2. L’économie de la vie privée

La NSA en sait beaucoup. Elle en sait encore plus que ce qu’elle veut bien reconnaître, renseigne cette étude de Stanford, pour qui l’agence de sécurité américaine, espionnant les métadonnées de nos téléphones, accède aussi à nos problèmes de santé, nos affinités sexuelles, l’état de nos comptes bancaires et autres détails.

De ce constat naît «l’économie de la vie privée», laquelle surfe sur l’idée que nous serions prêts à payer un prix minime pour accéder à des services en ligne garantissant le contrôle de nos données.

Pile poil dans la tendance, les deux applications qui ont fait le plus de bruit à South by Southwest s’appellent Omlet et Secret. La première, Omlet, lancée par un laboratoire de l’université de Stanford, est un réseau social qui promet de ne pas vendre les données de ses utilisateurs ni de les stocker sur des serveurs.
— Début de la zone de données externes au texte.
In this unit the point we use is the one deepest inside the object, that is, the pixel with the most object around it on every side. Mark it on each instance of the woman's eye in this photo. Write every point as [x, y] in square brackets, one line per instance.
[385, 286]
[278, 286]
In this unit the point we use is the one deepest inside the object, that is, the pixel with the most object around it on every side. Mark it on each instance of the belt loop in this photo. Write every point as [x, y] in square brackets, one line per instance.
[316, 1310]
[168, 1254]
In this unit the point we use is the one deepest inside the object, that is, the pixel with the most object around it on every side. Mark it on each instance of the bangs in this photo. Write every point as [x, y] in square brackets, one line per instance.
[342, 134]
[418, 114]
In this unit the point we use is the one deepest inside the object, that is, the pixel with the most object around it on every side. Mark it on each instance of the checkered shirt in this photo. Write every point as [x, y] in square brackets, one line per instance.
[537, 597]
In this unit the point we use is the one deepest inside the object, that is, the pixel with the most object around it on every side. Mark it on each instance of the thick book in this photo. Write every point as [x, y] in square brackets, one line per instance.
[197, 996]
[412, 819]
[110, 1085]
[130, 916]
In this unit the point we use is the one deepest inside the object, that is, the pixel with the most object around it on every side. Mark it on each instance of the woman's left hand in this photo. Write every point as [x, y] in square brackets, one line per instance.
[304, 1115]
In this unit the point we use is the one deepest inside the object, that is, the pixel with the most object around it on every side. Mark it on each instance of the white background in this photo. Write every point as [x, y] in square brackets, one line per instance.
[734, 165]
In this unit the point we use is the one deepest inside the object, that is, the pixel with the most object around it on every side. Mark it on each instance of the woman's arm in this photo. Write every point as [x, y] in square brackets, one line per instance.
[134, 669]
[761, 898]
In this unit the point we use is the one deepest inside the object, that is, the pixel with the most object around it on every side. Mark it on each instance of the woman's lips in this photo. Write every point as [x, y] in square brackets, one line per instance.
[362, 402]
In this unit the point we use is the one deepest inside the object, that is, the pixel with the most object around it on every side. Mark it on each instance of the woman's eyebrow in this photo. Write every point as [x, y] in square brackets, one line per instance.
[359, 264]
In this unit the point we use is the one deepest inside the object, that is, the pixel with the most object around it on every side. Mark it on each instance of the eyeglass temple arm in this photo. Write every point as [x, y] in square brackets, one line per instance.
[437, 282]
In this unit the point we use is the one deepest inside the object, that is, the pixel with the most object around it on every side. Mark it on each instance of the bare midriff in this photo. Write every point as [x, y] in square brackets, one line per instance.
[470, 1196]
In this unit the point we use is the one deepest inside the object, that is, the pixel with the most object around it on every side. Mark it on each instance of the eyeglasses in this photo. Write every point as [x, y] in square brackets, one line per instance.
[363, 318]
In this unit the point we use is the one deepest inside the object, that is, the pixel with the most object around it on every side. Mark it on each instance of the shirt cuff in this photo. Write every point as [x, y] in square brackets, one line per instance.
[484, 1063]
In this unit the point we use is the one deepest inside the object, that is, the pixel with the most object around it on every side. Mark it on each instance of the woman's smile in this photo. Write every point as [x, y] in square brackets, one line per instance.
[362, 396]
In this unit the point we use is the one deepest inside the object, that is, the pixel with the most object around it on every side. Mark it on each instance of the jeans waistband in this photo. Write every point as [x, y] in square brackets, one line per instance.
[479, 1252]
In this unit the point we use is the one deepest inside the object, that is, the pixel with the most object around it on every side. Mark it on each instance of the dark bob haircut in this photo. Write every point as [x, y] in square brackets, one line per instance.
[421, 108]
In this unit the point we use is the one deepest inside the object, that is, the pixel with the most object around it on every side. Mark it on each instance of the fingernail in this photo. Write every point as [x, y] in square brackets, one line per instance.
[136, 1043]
La seconde application dont il a été beaucoup question à South by Southwest, Secret, n’a pas deux mois et vient de lever 8,6 millions de dollars. Elle propose de partager avec vos amis «ce qui vous passe par la tête sans craindre d’être jugé». Et pour cause, l’anonymat de ses utilisateurs est garanti… jusqu’à ce que leur secret obtienne 6 coeurs, et passe en mode public, mais sans être relié à leur profil. Ce qui compte, pour les créateurs de Secret (des anciens de Google et Square), ce n’est pas qui dit quoi, mais le principe même de partager des contenus.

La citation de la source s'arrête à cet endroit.